きみが泣いたら、愛してあげる。
01.オトナシンデレラ

01.オトナシンデレラ



○オフィスビル前の広場(夜)

表情の見えないイケメンが、かがんで話しかけてくれる。
ふわりとセットされた黒髪に高身長、私服。


男「ーーお姉さん、大丈夫?」


ベンチに座っているモカブラウンのゆるパーマの髪型の女の子(大人っぽいオフィスカジュアルの服)が驚いたように見上げる。



モノローグ(もういい大人なんだから
裸足のまま坂道を駆け出したり わんわん泣いて何かを欲しがったり
そんな子供みたいな恋、しないと思ってたよ__)




『きみが泣いたら、愛してあげる』






○オフィスビルの前の広場(夜)

ベンチに座ってスマホで時間を確認する主人公(片山 杏花)。時間は21:20。ビルの入り口を見て、誰もいないことにため息をついてから近くにいた野良猫を見つけて少し微笑んで写真を撮る。

あっ、と顔を上げて人影の見えたビルの入り口を見ると、短髪の長身男(西田 大輔)がふわふわした可愛い女の子と手を繋いで出てきたところだった。

驚いたように目を見張る杏花。



杏花「大輔…?」


大輔は驚いたように繋いでいた手を振り払う。


大輔「あ…これは」
杏花「…浮気、してたの?」


ムッとしたように眉をひそめる大輔。
心配そうに大輔を見つめる彼女の手は大輔の腕をそっと掴んでいる。




大輔「…悪い、この子のことが好きになった」

杏花「…」
大輔「別れてくれ」
杏花「…わかった、さよなら」


泣かずに、強い目でそう告げる杏花と不満げな大輔。


大輔「いつもそうだよな。杏花は俺がいなくても平気なんだろ」

杏花「え?」

大輔「俺のこと、必要としてないんだろうなってずっと思ってたよ。1人で生きていけそうだもんな」

杏花「…」
大輔「…今までありがとう」



オフィス街の中を去っていく大輔と彼女の背中。いいの?と聞く彼女と頷く大輔。
それを見送って、ため息をついてベンチに座って月を見上げる杏花。今日は三日月。



モノローグ(片山 杏花(かたやま きょうか)、26歳。学生時代からなんとなく付き合って、きっとそのまま結婚するんだろうと思っていた彼氏に、振られた。)

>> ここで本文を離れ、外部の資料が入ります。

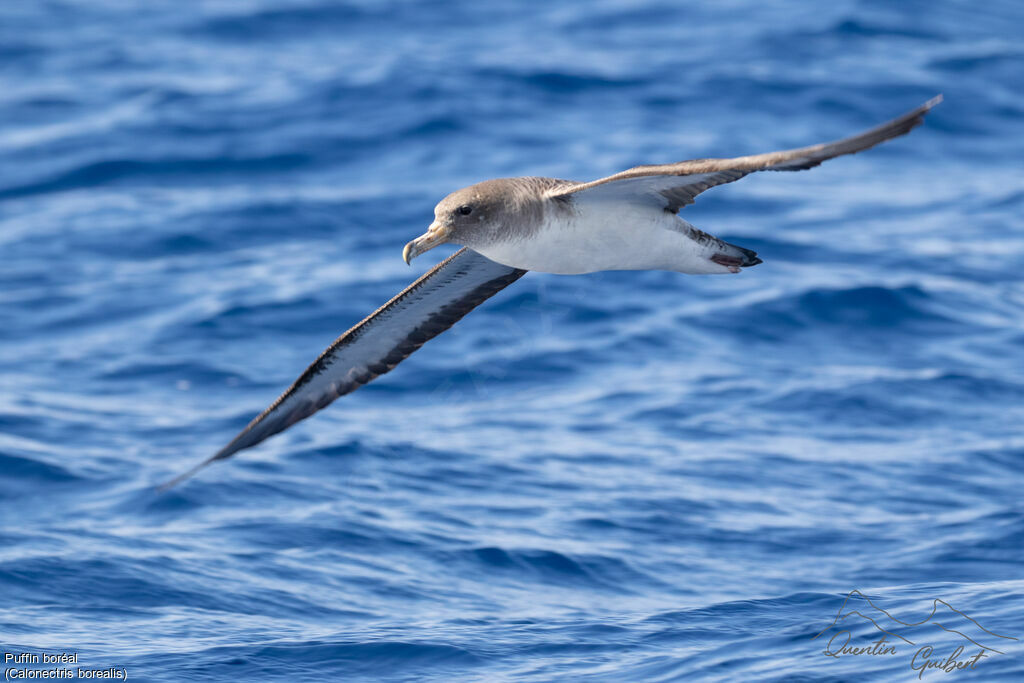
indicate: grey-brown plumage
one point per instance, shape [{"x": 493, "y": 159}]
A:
[{"x": 511, "y": 225}]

首元につけた華奢なネックレスをちらりと見て、唇を噛みしめる杏花。
と、そこに影が落ちて、驚いたように顔を上げる。



男「__お姉さん、大丈夫?」


整った顔立ちの、黒髪をふわっとセットした少し幼いけれど格好いい男性。(永瀬 圭)



杏花「え…」

圭「…ごめんね、全部見ちゃった。
よかったら俺と飲みに行きません?」


優しく微笑む圭と、少し考えて頷く杏花。


モノローグ(綺麗な人…。 もう、今は飲みたい気分だし、今日くらいいいよね…どうにでもなれ…)




○雰囲気のあるバー


隣に並んで座りお酒を飲む2人。


圭「俺、永瀬 圭っていいます」
杏花「あ…片山 杏花です」

圭「さっきの人は、彼氏?」
杏花「もう彼氏じゃないけどね」

圭「このままでいいの?」
杏花「…いずれこの人と結婚するんだろうなって、思ってた」



モノローグ(こんなことどうして初対面の男の人に話してるんだろう。…酔ってるせいなのか、振られたせいなのか、分からないけどつい喋っちゃうなぁ)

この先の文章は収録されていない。